Emma Renold (Cardiff University) & Jessica Ringrose (University of London, Institute of Education)

Sexual Selfies and Relfies: mapping the affective phallic force relations in teen girls’ digital sexuality assemblages

Inspired by posthuman feminist theory (Braidotti, 2006; 2013) this paper explores young people’s entanglement with the affective bio-technological landscape of phallic image creation and exchange in young networked peer cultures. We suggest that we are seeing new formations of sexual objectification when the affective relations of the more-than-human is foregrounded and the blurry ontological divide between human (flesh) and machine (digital) are enlivened through a queer and feminist materialist analysis.
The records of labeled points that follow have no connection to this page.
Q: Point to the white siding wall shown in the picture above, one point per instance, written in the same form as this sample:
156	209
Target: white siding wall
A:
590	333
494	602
Drawing upon multi-modal qualitative data generated with teen boys and girls living in urban inner London and semi-rural Wales we map how the digital affordances of Facebook ‘tagging’ operate as a form of coercive phallic touch in ways that shore up and transgress normative territories of dis/embodied gender, sexuality and age. We conclude by arguing that we need creative approaches that can open up spaces for a posthuman accounting of the affective and material intra-actions through which phallic power relations shift and fold in on themselves.

Alyssa D. Niccolini, Teachers College, Columbia University, New York

Keep Calm and Carry On: Biofeedback and Affective Pedagogies with Spire

This paper explores the wearable technology Spire, a wellness technology that tracks users’ breathing and heart rate patterns, sending, “Smart Notification to Reduce Tension and Increase Calm.” These vibratory alerts are described in reviews as “tickles” and touches, invoking a posthuman (Braidotti, 2013) bodily intimacy between human and machine. In addition, the device is frequently given sentience and animacy (Chen, 2012). I argue that as technologies guide us to “keep calm and carry on” we are being implicated within new modes of affective pedagogies that are (re)regulating the social. I fuse authethnographic data with an array of socially mediated technologies including user reviews on Amazon, the Spire Facebook page and blogosphere accounts of users’ experiments with Spire to explore how wearable technologies are retraining the sensorium and internal rhythms of the body affectively rewiring notions of inside/outside, self/other, human/machine.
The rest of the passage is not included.